For some reason while I can get antibodies (and even cell culture sups from hybridomas) to stain nicely, I can never get anything but background/non specific staining when using anti-sera. This happened most recently using a commercially available antisera that other people have published staining with. I have this trouble with OCT embedded sections as well as tissue culture cells on coverslips.

Does anybody do anything different (or know of reasons to do anything different) for antisera vs. affinity purified antibodies?

thanks!

-skeuos-

Antisera will have everything in it: specific (polyclonal) antibodies raised against antigen, antibodies that cross-react with similar antigens, antibodies that do not react with with the antigen at all.
Plus all normal proteins such as albumin, transferrin, complement, etc etc.

Affinity purified antisera will contain only the antibodies that react with the antigen; the antisera goes thru a purification processs where the antigen is on a column and the specific ab bind and then the column is washed and the antibodies bound to the antigen are eluted creating a specific affinity purified product (still polyclonal). There will be cross reacting antibodies in this mixture since it is polyclonal.
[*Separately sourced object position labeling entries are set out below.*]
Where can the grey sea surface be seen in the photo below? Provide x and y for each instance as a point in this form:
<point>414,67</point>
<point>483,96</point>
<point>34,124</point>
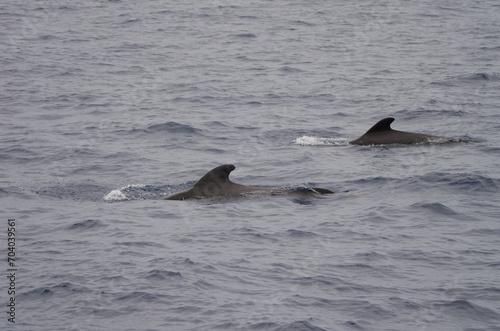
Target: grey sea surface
<point>108,106</point>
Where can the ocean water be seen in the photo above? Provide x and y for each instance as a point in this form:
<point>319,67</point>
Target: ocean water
<point>108,106</point>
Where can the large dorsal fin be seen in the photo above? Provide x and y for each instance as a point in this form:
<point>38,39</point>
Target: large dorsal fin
<point>382,125</point>
<point>215,178</point>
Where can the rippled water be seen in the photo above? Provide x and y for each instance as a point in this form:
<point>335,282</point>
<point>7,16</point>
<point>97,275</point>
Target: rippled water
<point>108,106</point>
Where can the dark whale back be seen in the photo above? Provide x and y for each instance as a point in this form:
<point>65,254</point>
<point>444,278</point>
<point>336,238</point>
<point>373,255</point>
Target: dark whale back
<point>216,182</point>
<point>382,133</point>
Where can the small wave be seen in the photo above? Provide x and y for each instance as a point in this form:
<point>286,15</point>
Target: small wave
<point>173,127</point>
<point>464,308</point>
<point>246,35</point>
<point>316,141</point>
<point>300,234</point>
<point>87,224</point>
<point>436,207</point>
<point>299,326</point>
<point>162,274</point>
<point>115,195</point>
<point>135,192</point>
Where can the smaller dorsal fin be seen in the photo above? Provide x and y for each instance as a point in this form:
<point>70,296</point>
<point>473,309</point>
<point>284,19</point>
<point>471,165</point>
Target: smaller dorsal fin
<point>218,176</point>
<point>382,125</point>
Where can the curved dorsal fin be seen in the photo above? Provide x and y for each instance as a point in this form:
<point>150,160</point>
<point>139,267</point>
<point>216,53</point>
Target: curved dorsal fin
<point>218,176</point>
<point>382,125</point>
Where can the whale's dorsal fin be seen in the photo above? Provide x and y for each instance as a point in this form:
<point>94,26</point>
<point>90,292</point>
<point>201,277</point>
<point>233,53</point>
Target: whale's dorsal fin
<point>215,179</point>
<point>382,125</point>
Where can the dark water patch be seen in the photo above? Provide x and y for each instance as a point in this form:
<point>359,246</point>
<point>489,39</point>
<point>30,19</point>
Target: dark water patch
<point>300,234</point>
<point>157,274</point>
<point>436,207</point>
<point>463,181</point>
<point>464,309</point>
<point>173,128</point>
<point>139,296</point>
<point>263,326</point>
<point>87,224</point>
<point>246,35</point>
<point>475,78</point>
<point>139,244</point>
<point>299,326</point>
<point>74,191</point>
<point>65,288</point>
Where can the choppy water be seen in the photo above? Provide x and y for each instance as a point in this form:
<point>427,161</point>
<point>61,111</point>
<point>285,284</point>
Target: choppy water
<point>107,106</point>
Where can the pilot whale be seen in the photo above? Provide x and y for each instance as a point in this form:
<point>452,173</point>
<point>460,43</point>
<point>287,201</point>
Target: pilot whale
<point>217,183</point>
<point>382,134</point>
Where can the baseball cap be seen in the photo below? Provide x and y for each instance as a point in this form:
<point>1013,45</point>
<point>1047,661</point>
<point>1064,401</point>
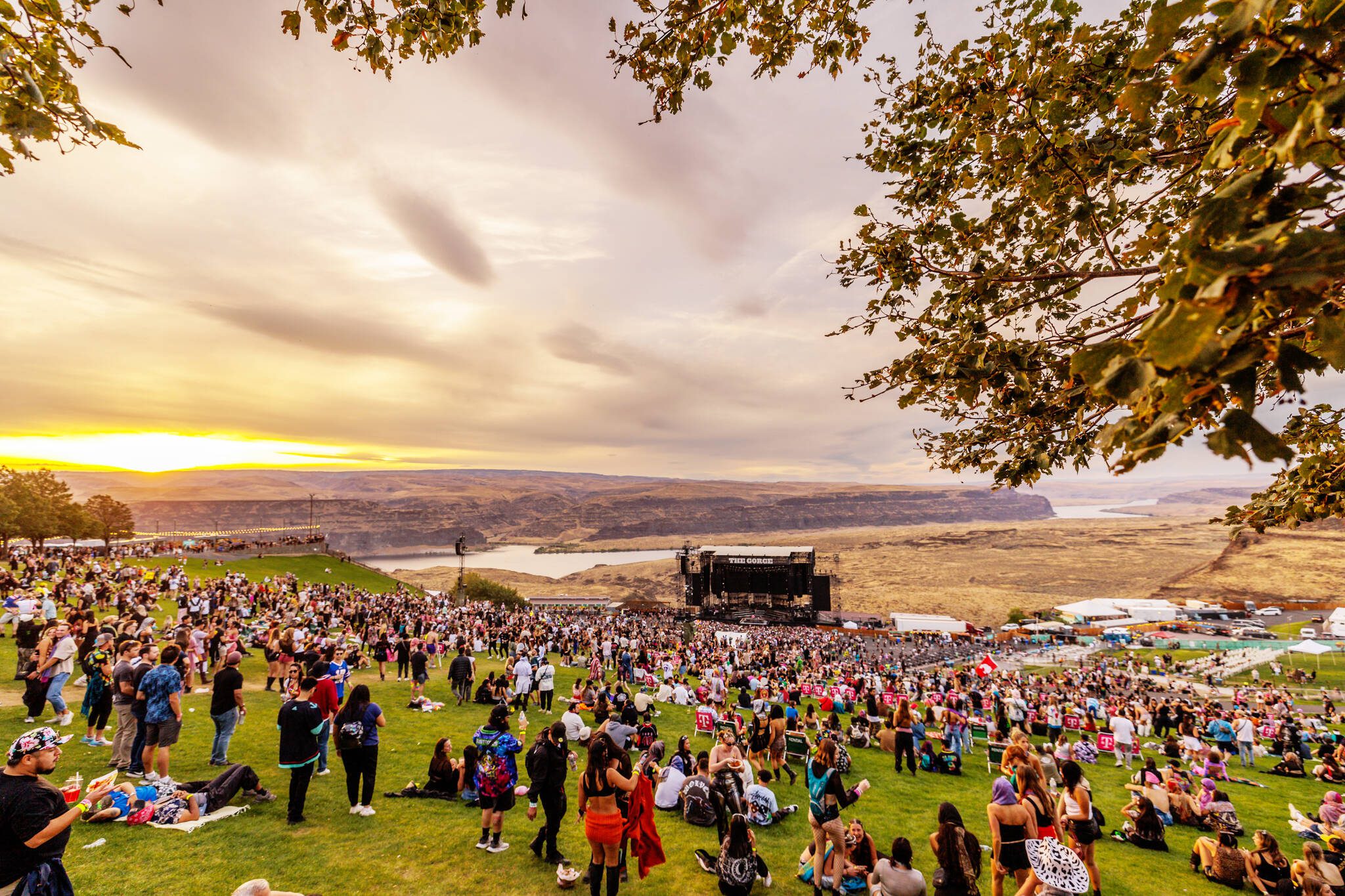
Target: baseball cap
<point>35,740</point>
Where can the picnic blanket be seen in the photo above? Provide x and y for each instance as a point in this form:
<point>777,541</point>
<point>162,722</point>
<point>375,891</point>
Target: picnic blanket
<point>225,812</point>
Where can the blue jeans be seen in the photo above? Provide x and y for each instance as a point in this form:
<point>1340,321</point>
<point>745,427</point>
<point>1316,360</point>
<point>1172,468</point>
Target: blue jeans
<point>322,744</point>
<point>58,681</point>
<point>225,725</point>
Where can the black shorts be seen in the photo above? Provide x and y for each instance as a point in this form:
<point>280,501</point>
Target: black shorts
<point>498,803</point>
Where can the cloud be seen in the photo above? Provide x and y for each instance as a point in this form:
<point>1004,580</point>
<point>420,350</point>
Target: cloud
<point>437,236</point>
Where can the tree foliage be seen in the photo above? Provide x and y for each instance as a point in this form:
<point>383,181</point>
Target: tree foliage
<point>110,519</point>
<point>1109,237</point>
<point>1101,240</point>
<point>42,42</point>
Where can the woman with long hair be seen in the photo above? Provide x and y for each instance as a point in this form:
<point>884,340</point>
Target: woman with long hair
<point>902,723</point>
<point>357,744</point>
<point>1268,867</point>
<point>827,796</point>
<point>603,822</point>
<point>1033,796</point>
<point>779,761</point>
<point>958,853</point>
<point>1075,809</point>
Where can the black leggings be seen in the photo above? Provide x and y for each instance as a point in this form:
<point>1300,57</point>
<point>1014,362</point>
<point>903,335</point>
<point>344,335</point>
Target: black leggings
<point>907,748</point>
<point>359,762</point>
<point>100,711</point>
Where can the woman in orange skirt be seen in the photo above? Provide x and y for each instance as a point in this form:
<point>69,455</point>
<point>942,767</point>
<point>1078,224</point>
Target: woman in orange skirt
<point>603,822</point>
Your hybridoma will be monoclonal all the same antibody...depending upon how the original selection was made it can be very specific to the antigen or also have some cross reactivity as well.

-sgt4boston-

Thanks for the response. Yeah, I figure it's all that other junk that always gives me trouble, but I don't know of ways to improve blocking of those non-specific interactions. It's frustrating, because so many papers show antisera working beautifully. Are there any antisera-specific techniques or protocols that I'm just not aware of? Or does antisera just need to be used at ridiculously low concentrations/high dilutions to try to minimize background?

thanks!

-skeuos-

I do mostly immunoassays but the problems are similar. If you have sufficient antisera why not do an ammonium sulfate cut to remove most of the junk? It is so easy and simple to do.

You are (?) using a secondary ab-conjugate? Is it specific for the species IgG you have in your antisera; that is are the nonspecifics adsorbed out? If this conjugate cross reacts with non-IgG proteins of your antisera then you will have binding (it is specific since the ab recognizes proteins in addition to the IgG you are using for detection).

Thus, you have 2 things to consider: all the stuff in your antisera and the specificity of the 2nd ab-conjugate.